On s’est récemment penché sur l’avantage économique particulier dans la cause Clark v. New Brunswick (Minister of Transportation). La question était de savoir s’il y avait un avantage économique particulier associé à des terres à bois expropriées, en plus de la valeur marchande du bien immobilier. Le propriétaire faisait valoir qu’il prenait soin des terres à bois pour obtenir une forêt de bonne qualité, qui lui procurerait de bons revenus lorsqu’il couperait les arbres pour en faire du bois d’œuvre. La cour s’est appuyée sur la décision rendue par la Cour suprême du Canada dans la cause Canada (National Capital Commission) v. Hobbs, car la proposition d’un avantage économique particulier doit être mesurable en termes monétaires − l’attachement sentimental ne servira pas de fondement pour l’indemnisation.

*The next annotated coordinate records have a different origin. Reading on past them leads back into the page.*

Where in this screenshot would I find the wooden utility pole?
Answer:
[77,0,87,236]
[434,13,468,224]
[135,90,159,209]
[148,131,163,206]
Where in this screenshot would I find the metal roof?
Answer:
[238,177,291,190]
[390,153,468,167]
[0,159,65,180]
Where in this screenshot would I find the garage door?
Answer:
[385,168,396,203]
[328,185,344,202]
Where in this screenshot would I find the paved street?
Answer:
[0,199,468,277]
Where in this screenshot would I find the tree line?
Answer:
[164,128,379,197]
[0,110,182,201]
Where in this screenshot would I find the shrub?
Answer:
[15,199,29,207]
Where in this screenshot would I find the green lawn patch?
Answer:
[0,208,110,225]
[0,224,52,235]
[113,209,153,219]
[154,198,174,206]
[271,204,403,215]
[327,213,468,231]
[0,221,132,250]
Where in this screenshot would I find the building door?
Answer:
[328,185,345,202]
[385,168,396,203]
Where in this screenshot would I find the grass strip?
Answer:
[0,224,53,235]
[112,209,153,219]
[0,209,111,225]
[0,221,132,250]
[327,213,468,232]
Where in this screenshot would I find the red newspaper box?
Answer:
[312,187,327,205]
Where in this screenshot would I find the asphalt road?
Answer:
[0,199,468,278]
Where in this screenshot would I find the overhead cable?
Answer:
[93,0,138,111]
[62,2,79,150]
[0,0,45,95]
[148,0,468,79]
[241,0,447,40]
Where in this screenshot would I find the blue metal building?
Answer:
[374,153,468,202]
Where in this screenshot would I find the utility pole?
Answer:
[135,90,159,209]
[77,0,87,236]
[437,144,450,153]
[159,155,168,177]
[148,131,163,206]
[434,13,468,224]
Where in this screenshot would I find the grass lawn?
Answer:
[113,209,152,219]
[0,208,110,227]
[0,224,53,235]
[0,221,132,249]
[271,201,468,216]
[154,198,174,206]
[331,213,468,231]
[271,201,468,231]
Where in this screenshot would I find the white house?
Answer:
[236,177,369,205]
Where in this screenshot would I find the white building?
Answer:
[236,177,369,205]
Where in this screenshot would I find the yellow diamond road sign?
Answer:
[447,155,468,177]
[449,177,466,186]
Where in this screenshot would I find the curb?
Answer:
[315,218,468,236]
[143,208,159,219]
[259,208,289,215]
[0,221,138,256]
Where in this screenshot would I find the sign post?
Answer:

Dans la cause Clark, la cour s’est aussi appuyée sur un extrait de l’ouvrage The Law of Expropriation and Compensation in Canada, à l’effet que l’avantage doit être particulier et qu’il ne profiterait pas à d’autres personnes utilisant le bien immobilier de la même manière générale. La potentialité et l’adaptabilité seules ne suffisent pas. L’avantage doit pouvoir se mesurer en argent. Enfin, l’avantage requiert que le propriétaire utilise effectivement le bien immobilier. Concernant les faits de la cause Clark, aucune preuve n’a établi une utilisation de la terre à bois qui ajoutait à sa valeur marchande. La valeur de la terre à bois se reflète entièrement dans l’estimation de la valeur marchande. Au paragraphe 65, la cour écrivait :
La cour est sensible à la situation de M. Clark. Il n’y a pas doute qu’il a beaucoup travaillé sur ses terres à bois et que l’expérience d’être exproprié n’est ni la bienvenue ni planifiée. Cependant, comme le Nouveau-Brunswick est une province où prévaut la valeur marchande, la cour ne peut pas s’aventurer dans l’estimation d’une ‹ valeur pour le propriétaire › d’un bien immobilier, à moins que des preuves n’établissent une valeur économique particulière pour le propriétaire. Dans ces circonstances, accorder une indemnisation additionnelle à la famille Clark contreviendrait aux dispositions de la Loi sur l’expropriation.
En résumé, dans les provinces où l’expropriation repose sur la valeur marchande, en plus d’une indemnisation pour préjudices de perturbation et d’un avantage économique particulier, il demeure que l’argumentation est très limitée et restreinte à l’effet qu’une pleine indemnisation pour un bien immobilier exproprié ne se reflète pas dans la valeur marchande ou avec préjudices de perturbation.